The Tango is the sexiest dance of all time. It is glorious to look at, takes skill and is very sensual. In the circle that I grew up in, both boys and girls learned all forms of ballroom dance before they were 15. Sign up and enjoy. It's tremendous fun and you will not regret it!
_Posted via Mobile Device_


----------



## Plan 9 from OS (Jul 13, 2012)

I would love to take dance lessons with my wife to learn a variety of couples dances. We don't have the time right now and probably won't until arthritis starts setting in...


----------



## ankh (Oct 14, 2012)

Faithful Wife said:


> I've been dancing my whole life, many different types of dance, including ballroom. I love it!
> 
> Learning ANY kind of lead-follow dance can help a couple to truly understand the lead-follow dynamic in a male-female relationship. If ballroom isn't your thing (ballroom = waltz, foxtrot, rumba and a few others), then go for salsa, east coast swing or west coast swing (two entirely different dances with different music), or Argentine tango.
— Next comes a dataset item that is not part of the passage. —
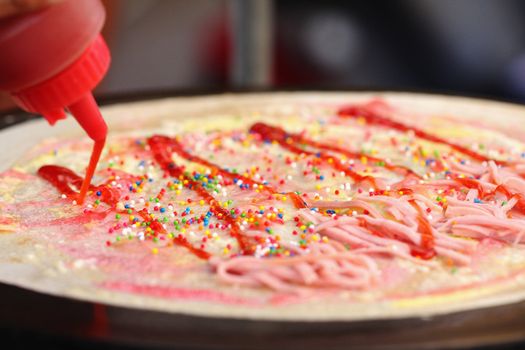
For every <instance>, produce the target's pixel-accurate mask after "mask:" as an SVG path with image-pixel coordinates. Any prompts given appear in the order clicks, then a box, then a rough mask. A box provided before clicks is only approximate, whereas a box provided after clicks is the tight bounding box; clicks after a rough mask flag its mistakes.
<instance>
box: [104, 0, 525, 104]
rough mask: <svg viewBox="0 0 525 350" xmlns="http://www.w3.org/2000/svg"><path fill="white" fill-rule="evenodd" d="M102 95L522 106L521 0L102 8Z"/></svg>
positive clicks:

I did a LOT of ballroom dancing in college. Your comments have caused me to reminisce about all those hours on the dance floor.


----------



## Broken at 20 (Sep 25, 2012)

I had to take some class (not school related) on how to be a gentleman. And they taught ballroom dancing.

It was...interesting. Not that I ever used those dancing skills in my high school dances...or anywhere else.....

Also learned swing dancing. 

Never used that either.....


Maybe learning that stuff was a waste of time....


----------



## Lon (Jun 6, 2011)

Broken at 20 said:


> Maybe learning that stuff was a waste of time....


Unless you actually put it to use by continuing the hobby (and I suspect it would pay off)


----------



## LearningLifeQDay (Oct 20, 2012)

"I had to take some class (not school related) on how to be a gentleman. And they taught ballroom dancing.
It was...interesting. Not that I ever used those dancing skills in my high school dances...or anywhere else.....
Also learned swing dancing. 
Never used that either.....
Maybe learning that stuff was a waste of time...." Oh, no, broken at 20, that's great that you experienced these art forms. I wish I could have been exposed to dancing at a younger age. I was always in to band, martial arts, and other activities. Maybe that's why I can't dance and have some envy of those who do it gracefully.


----------



## Mephisto (Feb 20, 2011)

Ballroom, country rock, and rock'n'roll dancing for a couple of years in my late teens, early twenties. Can't do it with wifey tho, as she refuses to follow, and in dance that is a disaster.

Loved it then, and would love to have somewhere to be able to do it regularly now...... wife would have to learn to follow tho.


----------



## ankh (Oct 14, 2012)

If dance is a couples type dance, where you actually interact with each other, one must lead, and one must follow. If your wife won't follow, find another [dance] partner. Maybe your dancing will create enough jealousy to compel your wife to dance.


----------